Samsung's gesture control diagram summarizes the available commands. Ty Pendlebury/CNET
Gesture control is activated by holding a hand up in front of the TV, which usually worked under brighter lighting but wasn't tolerant of shadows. Again prompts pop up to show you what gestures work, and there's just a few -- namely moving your hand to guide a cursor around the screen and making a fist to make a selection.

The problem was, despite excellent lighting, my attempts to activate gesture control were often ignored and I ended up waving foolishly at the TV. When it did work, navigation was inexact and frustrating -- think of a coarse version of a Wii-mote -- and after a minute or so of it, my arm became tired. I guess that means gesture control is a good workout.

My fist-to-click didn't register as often as it should have and I ended up flapping my hand open and closed repeatedly in an attempt to "click" an item on the screen. At this point, I seriously considered using my fist to do something else to the TV screen.

Again the Web browser might seem like a place where gesture could be useful, but between awkward-to-impossible scrolling, inconsistent registering of virtual "clicks" and balky responses that seemed like crashes until I "reset" the system by holding my hand up, useful isn't the word I'd choose.

External device control via IR blaster

The included wireless blaster can command cable boxes and disc players, but not audio equipment. Sarah Tew/CNET
Samsung included a wireless blaster that accepts Bluetooth commands from the TV and translates them into infrared commands for your box or a Blu-ray player, but the company neglected to provide for control of an AV receiver or other external audio device. Among the high-end systems likely to house these TVs, that means voice and gesture control can't control volume or mute. Moreover, the commands for cable and satellite boxes are exceedingly basic -- just channel changes and power.

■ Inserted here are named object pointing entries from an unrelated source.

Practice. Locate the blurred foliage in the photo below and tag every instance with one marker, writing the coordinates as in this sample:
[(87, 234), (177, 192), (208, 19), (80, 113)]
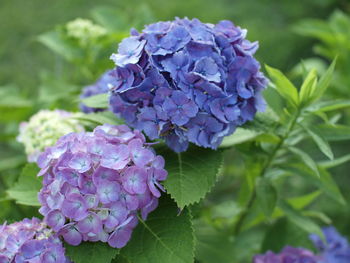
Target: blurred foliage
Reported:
[(301, 134)]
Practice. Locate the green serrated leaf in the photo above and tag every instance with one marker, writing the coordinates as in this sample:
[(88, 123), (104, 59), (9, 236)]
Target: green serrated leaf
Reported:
[(25, 191), (322, 144), (192, 174), (284, 87), (305, 158), (298, 219), (266, 196), (99, 101), (91, 252), (165, 237)]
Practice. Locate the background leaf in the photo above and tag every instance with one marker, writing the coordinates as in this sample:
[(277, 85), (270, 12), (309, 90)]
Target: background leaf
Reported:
[(298, 219), (191, 174), (266, 195), (283, 85)]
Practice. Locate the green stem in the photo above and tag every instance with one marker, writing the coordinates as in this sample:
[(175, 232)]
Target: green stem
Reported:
[(240, 221)]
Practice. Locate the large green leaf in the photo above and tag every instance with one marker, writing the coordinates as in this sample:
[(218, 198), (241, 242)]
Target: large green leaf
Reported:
[(191, 174), (284, 87), (91, 252), (25, 191), (165, 237)]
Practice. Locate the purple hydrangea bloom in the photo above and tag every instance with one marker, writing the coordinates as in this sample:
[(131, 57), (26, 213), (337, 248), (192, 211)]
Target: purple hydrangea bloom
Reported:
[(102, 85), (30, 241), (186, 81), (336, 249), (287, 255), (96, 182)]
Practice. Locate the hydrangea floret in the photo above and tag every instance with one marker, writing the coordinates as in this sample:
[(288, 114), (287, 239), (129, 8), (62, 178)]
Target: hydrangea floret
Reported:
[(102, 85), (44, 129), (84, 30), (187, 81), (96, 183), (334, 249), (288, 254), (30, 241)]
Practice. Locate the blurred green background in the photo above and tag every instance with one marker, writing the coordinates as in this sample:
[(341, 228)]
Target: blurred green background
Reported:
[(268, 21), (24, 61)]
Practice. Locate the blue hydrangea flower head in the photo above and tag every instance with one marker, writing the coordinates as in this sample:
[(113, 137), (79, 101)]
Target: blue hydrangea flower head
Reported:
[(102, 85), (335, 249), (287, 255), (95, 183), (187, 81), (30, 241)]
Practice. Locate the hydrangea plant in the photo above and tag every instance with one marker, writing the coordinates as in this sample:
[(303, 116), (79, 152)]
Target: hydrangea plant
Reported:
[(186, 81), (44, 129), (95, 183), (30, 241), (334, 249)]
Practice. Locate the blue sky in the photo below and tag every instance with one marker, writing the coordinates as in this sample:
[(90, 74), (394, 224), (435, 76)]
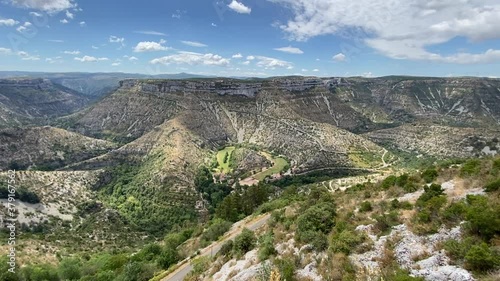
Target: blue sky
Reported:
[(253, 37)]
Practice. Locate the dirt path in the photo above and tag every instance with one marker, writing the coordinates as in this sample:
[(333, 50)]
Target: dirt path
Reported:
[(184, 267)]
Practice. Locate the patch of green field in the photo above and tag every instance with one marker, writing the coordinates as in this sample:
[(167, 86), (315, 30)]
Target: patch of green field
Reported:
[(279, 165), (223, 166)]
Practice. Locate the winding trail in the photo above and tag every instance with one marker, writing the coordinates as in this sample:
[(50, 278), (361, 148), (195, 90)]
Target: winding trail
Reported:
[(185, 266)]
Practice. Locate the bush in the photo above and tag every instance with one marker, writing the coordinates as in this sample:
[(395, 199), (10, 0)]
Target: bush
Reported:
[(216, 230), (167, 257), (266, 247), (429, 175), (345, 241), (365, 207), (286, 267), (492, 186), (481, 258), (482, 217), (69, 269), (434, 190), (226, 248), (244, 242), (471, 168), (319, 217)]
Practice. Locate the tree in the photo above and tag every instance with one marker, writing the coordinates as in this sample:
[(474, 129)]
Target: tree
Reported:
[(244, 242), (69, 269), (168, 257)]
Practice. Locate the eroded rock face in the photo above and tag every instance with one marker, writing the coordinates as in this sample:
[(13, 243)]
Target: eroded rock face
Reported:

In short, don't depend on Samsung's IR blaster to provide nearly the level of external device control as even the cheapest Harmony remote. Until Samsung adds audio device control and more commands ("fast forward" and "30-second skip" for DVRs comes to mind), voice and gesture control of external devices is basically a no-show.

If you deign to employ your thumb, the Touch remote works with the blaster to enable significantly more functionality, for example menu access. It's still not nearly as good as an actual universal remote, however.

Bottom line: Is it worth it?
If you've read this far, you can probably guess: no. The premium for Smart Interaction in Samsung's line is at least $300 currently, but in my view it's definitely not worth paying even $100 extra to get voice and gesture control, the touchpad remote and the IR blaster. A simple Harmony remote, for example, can do everything but Web browsing and (arguably) searching better and cheaper. If you really want to use the built-in browser, get Samsung's $99 keyboard.

I'll give it this: Smart Interaction does make a fun demo, especially when it misinterprets your speech. When another co-worker came by and realized that yes, the TV was actually reacting to my voice and gestures, he said "Wow, I feel like I'm living in the future." And yes, the fact that it works at all is just as impressive from a technological standpoint as, say, Microsoft Kinect. But Samsung's version doesn't work nearly as well and until it does, owners of these TVs will be far happier keeping a tight grip on their universal remotes.